The core argument is simple. When there isn’t enough housing, cities don’t stop the problem – they try to manage it. That management usually means the regulation of where people can exist within public spaces, and removing resulting encampments when they become politically or visually inconvenient. It also showcases quite well how while Canada has ratified right-to-housing legislation and other protections, they generally exist only on paper and lack a general legal enforcement framework which has resulted in the weaponization of municipal bylaws in the forceful removal of vulnerable people from public space without effectively combating poverty and houselessness at it’s root causes.
Much of the book works through legal decisions and cites policy language. It focuses heavily on British Columbia, where encampment litigation and municipal responses have been especially visible recently. That being said, the patterns described are not unique to B.C. The same logic shows up across Canada, including in smaller northern cities where resources are thinner but the pressure to “deal with” encampments is just as strong.
In places like Timmins or Sudbury, for example, encampments have appeared and reappeared in cycles. The details may differ from Vancouver or Victoria, but the structure is familiar: limited shelter capacity, public frustration, and bylaw enforcement stepping in as the main tool of response. This book is helpful in explaining that pattern isn’t an exception but rather built into the system.
What stands out is how administrative the language we use when managing poverty and it’s victims becomes. Terms like “public nuisance”, “fire risk”, and “park access” end up doing political work. The result is displacement, followed by further displacement, rather than a more complete resolution to end houselessness in Canadian communities.

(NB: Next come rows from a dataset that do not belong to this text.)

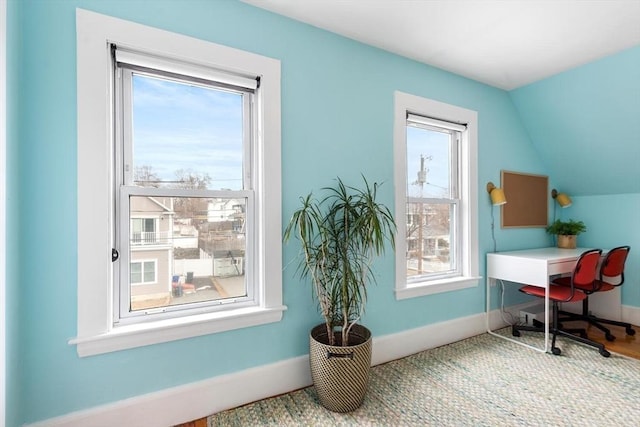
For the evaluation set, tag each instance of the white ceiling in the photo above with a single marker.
(504, 43)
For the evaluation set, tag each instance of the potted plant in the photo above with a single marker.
(340, 235)
(567, 232)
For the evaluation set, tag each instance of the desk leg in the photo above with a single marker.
(546, 324)
(546, 318)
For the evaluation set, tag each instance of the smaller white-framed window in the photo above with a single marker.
(436, 193)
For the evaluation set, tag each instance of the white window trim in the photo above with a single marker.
(96, 333)
(403, 103)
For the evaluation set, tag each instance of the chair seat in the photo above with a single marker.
(556, 293)
(599, 285)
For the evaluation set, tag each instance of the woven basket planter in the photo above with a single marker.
(340, 374)
(566, 241)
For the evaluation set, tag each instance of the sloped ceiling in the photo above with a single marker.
(572, 66)
(585, 123)
(505, 44)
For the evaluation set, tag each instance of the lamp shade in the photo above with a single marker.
(497, 197)
(497, 194)
(563, 199)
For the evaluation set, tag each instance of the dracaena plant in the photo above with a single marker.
(340, 236)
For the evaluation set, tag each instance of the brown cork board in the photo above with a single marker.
(527, 199)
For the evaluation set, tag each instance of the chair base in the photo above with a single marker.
(565, 332)
(597, 322)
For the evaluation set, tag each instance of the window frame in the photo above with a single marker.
(96, 331)
(468, 276)
(125, 67)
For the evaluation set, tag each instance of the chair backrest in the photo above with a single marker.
(586, 270)
(612, 269)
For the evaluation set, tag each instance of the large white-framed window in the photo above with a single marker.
(435, 178)
(135, 218)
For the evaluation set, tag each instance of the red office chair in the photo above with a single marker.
(611, 276)
(584, 273)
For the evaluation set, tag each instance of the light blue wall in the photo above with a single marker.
(337, 108)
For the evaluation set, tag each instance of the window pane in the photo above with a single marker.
(186, 135)
(429, 239)
(199, 248)
(149, 272)
(428, 163)
(136, 272)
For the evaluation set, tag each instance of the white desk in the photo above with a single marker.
(529, 267)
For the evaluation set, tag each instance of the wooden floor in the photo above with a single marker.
(627, 345)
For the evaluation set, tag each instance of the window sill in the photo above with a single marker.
(131, 336)
(436, 287)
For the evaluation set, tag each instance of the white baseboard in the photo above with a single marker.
(200, 399)
(631, 315)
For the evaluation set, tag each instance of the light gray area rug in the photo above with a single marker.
(480, 381)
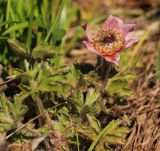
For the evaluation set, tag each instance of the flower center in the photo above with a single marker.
(108, 42)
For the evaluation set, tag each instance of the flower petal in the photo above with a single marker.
(90, 47)
(130, 43)
(128, 28)
(113, 22)
(89, 35)
(114, 58)
(128, 36)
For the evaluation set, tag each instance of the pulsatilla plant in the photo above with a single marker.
(70, 104)
(112, 39)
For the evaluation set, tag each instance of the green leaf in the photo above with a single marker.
(94, 123)
(118, 85)
(16, 27)
(17, 47)
(112, 133)
(58, 34)
(41, 52)
(91, 97)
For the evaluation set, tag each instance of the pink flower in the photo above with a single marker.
(112, 39)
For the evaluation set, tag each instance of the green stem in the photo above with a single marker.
(53, 25)
(7, 12)
(29, 34)
(77, 139)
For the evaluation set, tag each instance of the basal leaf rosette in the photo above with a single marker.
(111, 39)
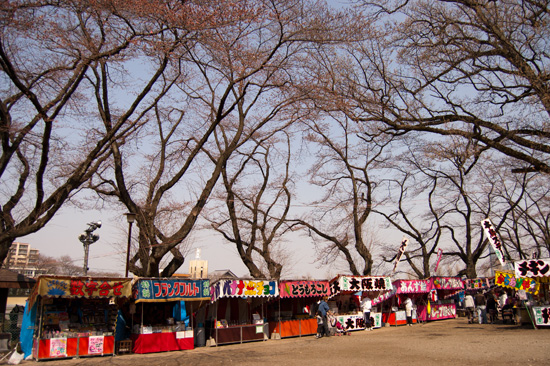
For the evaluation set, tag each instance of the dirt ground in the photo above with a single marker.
(444, 342)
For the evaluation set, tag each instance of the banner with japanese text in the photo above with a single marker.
(303, 288)
(58, 347)
(243, 288)
(360, 283)
(541, 315)
(95, 345)
(509, 280)
(493, 238)
(171, 289)
(447, 283)
(73, 287)
(532, 268)
(477, 283)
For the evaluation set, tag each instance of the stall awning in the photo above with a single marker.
(171, 289)
(452, 284)
(532, 268)
(289, 289)
(243, 288)
(352, 284)
(80, 287)
(447, 283)
(478, 283)
(509, 280)
(405, 287)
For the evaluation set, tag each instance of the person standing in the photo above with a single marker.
(408, 310)
(481, 305)
(492, 311)
(470, 307)
(366, 306)
(323, 311)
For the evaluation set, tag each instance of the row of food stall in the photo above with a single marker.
(91, 316)
(433, 299)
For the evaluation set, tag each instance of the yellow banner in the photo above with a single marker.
(509, 280)
(71, 287)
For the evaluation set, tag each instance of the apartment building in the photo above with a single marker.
(22, 259)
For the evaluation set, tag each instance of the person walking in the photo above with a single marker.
(481, 306)
(323, 312)
(492, 310)
(408, 310)
(366, 306)
(470, 307)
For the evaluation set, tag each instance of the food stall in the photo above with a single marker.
(417, 290)
(292, 314)
(432, 299)
(441, 303)
(538, 305)
(160, 313)
(237, 310)
(76, 316)
(345, 303)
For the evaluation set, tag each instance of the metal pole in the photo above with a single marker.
(128, 248)
(86, 249)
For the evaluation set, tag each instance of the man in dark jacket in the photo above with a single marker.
(481, 306)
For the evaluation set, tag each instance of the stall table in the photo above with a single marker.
(240, 333)
(294, 328)
(73, 347)
(162, 342)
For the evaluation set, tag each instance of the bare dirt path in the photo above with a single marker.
(444, 342)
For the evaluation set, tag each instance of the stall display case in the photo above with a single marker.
(162, 306)
(77, 316)
(237, 310)
(345, 300)
(292, 313)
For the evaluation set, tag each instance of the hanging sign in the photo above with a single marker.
(505, 279)
(402, 247)
(532, 268)
(58, 347)
(303, 288)
(439, 255)
(95, 345)
(492, 236)
(73, 287)
(171, 289)
(447, 283)
(243, 288)
(541, 315)
(358, 283)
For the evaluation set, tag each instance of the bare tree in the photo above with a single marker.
(52, 140)
(343, 166)
(467, 68)
(258, 197)
(241, 64)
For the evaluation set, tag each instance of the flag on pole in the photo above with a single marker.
(492, 236)
(439, 254)
(402, 247)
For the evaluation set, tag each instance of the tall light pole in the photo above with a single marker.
(130, 217)
(88, 238)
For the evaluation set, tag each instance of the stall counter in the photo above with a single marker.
(294, 328)
(52, 348)
(398, 317)
(240, 333)
(162, 342)
(356, 321)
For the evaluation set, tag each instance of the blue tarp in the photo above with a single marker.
(27, 329)
(180, 314)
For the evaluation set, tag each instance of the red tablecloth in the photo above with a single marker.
(160, 342)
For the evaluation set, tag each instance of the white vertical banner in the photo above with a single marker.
(492, 236)
(402, 247)
(439, 254)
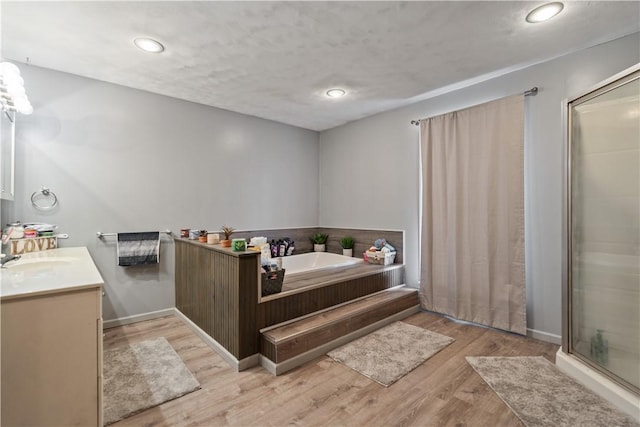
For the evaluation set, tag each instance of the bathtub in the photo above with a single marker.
(315, 261)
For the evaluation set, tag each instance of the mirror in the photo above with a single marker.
(7, 154)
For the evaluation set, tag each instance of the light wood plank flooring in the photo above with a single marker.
(444, 390)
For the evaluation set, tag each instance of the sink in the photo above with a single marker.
(52, 270)
(38, 263)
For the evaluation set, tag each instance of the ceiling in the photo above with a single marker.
(276, 60)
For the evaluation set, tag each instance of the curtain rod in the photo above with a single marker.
(532, 91)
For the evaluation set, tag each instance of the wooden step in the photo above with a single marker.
(293, 339)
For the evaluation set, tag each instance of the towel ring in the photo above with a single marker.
(51, 200)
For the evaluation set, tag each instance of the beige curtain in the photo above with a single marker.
(473, 214)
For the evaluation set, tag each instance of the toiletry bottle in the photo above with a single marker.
(290, 248)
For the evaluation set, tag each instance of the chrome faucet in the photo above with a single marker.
(8, 258)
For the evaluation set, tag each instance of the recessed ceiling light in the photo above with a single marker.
(335, 93)
(544, 12)
(149, 45)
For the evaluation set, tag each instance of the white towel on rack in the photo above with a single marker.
(138, 248)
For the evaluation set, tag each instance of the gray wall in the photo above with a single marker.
(121, 160)
(369, 169)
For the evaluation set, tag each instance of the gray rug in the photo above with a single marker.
(139, 376)
(541, 395)
(390, 353)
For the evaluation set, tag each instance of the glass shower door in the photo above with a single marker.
(604, 221)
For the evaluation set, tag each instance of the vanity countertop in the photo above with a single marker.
(49, 271)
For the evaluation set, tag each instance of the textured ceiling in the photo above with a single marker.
(276, 60)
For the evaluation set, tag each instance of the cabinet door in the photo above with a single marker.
(50, 360)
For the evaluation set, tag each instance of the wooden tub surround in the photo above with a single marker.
(218, 296)
(217, 290)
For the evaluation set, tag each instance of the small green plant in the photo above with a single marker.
(347, 242)
(319, 238)
(228, 231)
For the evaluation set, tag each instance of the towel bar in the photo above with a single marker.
(101, 234)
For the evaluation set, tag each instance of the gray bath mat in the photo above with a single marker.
(390, 353)
(139, 376)
(540, 395)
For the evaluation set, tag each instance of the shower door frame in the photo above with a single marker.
(626, 76)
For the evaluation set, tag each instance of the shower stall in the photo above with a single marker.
(601, 298)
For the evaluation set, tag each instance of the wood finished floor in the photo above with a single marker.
(443, 391)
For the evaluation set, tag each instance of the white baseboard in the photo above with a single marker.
(138, 318)
(294, 362)
(544, 336)
(237, 365)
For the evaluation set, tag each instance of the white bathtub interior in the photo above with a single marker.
(315, 261)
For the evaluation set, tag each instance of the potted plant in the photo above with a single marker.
(319, 241)
(347, 246)
(227, 231)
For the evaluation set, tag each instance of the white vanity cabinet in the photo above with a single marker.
(52, 355)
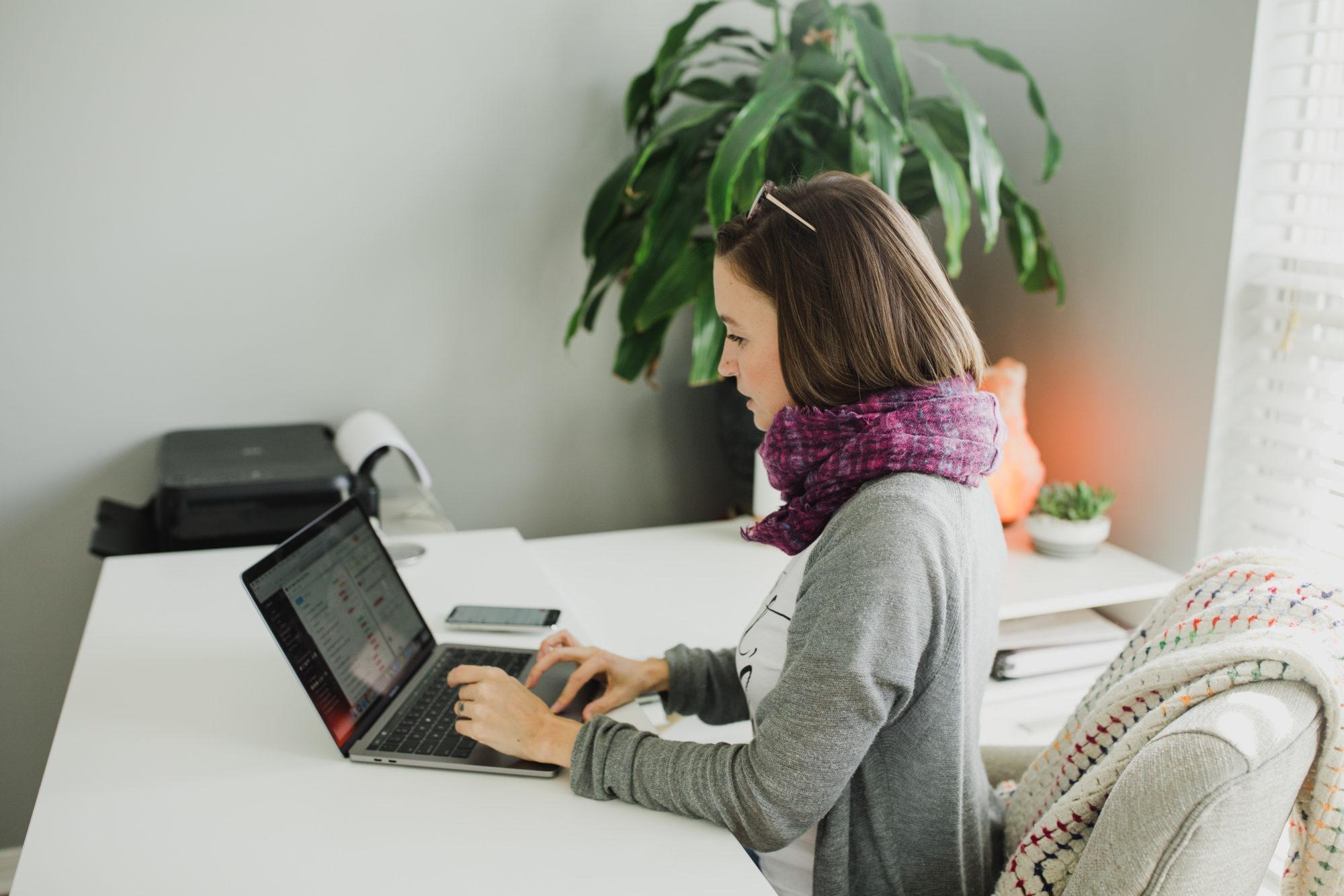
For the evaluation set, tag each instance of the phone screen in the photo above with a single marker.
(502, 616)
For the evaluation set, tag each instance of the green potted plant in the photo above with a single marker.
(718, 114)
(1069, 521)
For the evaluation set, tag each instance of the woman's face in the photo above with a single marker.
(752, 350)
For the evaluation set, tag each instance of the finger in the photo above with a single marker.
(560, 655)
(466, 675)
(603, 705)
(561, 639)
(579, 679)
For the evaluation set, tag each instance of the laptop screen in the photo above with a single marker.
(342, 616)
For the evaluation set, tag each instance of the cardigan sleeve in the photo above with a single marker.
(705, 683)
(868, 625)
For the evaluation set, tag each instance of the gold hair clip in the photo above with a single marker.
(767, 193)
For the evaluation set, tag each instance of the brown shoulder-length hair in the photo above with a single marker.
(864, 304)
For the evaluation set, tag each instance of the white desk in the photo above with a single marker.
(187, 758)
(189, 761)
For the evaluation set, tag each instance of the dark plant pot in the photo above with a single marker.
(739, 440)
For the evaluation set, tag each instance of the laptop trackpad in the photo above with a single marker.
(553, 683)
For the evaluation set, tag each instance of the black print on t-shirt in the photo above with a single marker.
(745, 676)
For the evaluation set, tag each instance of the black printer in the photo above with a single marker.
(233, 487)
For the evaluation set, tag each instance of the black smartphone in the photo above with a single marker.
(480, 619)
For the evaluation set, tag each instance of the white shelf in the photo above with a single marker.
(1036, 584)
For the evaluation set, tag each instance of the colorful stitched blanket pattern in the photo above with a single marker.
(1236, 617)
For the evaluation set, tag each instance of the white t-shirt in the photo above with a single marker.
(760, 662)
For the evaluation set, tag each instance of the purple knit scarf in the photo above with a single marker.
(819, 457)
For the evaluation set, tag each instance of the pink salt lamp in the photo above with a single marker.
(1018, 480)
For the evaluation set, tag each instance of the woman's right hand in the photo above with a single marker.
(626, 679)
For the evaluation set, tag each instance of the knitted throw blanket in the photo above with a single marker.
(1237, 617)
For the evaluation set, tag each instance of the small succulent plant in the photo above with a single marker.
(1079, 502)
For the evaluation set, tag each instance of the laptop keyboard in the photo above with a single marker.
(424, 726)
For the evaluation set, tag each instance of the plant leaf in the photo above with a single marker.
(881, 68)
(708, 334)
(885, 158)
(987, 163)
(615, 253)
(605, 206)
(669, 72)
(706, 89)
(951, 186)
(679, 120)
(1034, 256)
(1005, 60)
(675, 213)
(807, 15)
(636, 351)
(639, 100)
(679, 284)
(749, 128)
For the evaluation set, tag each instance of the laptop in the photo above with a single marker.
(360, 647)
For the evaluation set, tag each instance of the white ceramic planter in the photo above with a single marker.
(1066, 538)
(765, 500)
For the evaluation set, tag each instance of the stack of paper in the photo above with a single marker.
(1057, 643)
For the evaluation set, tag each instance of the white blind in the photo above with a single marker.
(1276, 463)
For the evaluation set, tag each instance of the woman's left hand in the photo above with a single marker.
(498, 711)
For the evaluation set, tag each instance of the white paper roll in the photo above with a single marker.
(368, 432)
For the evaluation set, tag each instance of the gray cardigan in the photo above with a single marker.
(874, 726)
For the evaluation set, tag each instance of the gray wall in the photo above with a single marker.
(230, 214)
(218, 217)
(1150, 100)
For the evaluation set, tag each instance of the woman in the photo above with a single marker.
(865, 668)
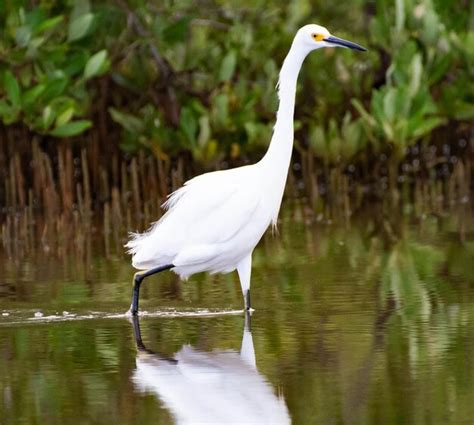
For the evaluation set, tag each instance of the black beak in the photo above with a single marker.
(344, 43)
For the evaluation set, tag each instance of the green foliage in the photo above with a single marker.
(177, 77)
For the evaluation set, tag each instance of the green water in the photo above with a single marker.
(363, 322)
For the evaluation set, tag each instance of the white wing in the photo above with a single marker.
(207, 211)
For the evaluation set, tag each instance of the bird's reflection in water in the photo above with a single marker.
(222, 386)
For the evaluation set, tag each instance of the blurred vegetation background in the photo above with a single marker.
(112, 104)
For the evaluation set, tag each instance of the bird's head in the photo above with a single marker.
(312, 37)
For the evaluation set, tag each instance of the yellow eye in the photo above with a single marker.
(317, 37)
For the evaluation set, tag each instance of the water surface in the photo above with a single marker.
(367, 321)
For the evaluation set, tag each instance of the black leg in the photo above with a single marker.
(137, 281)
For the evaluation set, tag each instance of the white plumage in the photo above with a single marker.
(214, 221)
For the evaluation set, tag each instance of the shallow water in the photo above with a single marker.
(362, 322)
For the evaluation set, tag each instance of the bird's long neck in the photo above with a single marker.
(279, 151)
(277, 159)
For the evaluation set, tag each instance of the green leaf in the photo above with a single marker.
(13, 89)
(128, 121)
(48, 117)
(5, 109)
(50, 23)
(79, 27)
(228, 66)
(71, 128)
(96, 65)
(31, 95)
(177, 31)
(65, 116)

Alexandra Flynn & Joe Hermer are explicit about their position. Encampment removals are treated not as neutral administration, but as political choices about who gets to occupy public space and under what conditions; often without thought to one’s charter rights.
It’s a focused book that at times can get technical, but the takeaway is clear. When housing isn’t treated as a solution, strong-armed enforcement in Canada becomes the default to a complex issue.
wHAT IT COMES DOWN TO
This is a must-read for anyone trying to understand the housing and poverty crisis in a grounded way. While the examples cited in a majority of the book is based in British Columbia, the analysis applies almost universally across Canada. For some readers, the legal analysis may be a bit dry to chew through but the short length may be helpful for the more casual reader, this is a book that argues well and lands its punches without needing to pad the page count to get its core idea across.
For many who are frustrated with the housing crisis and the rising of poverty in Canada, it is a strong validation for the frustration of a failing status quo here in Canada.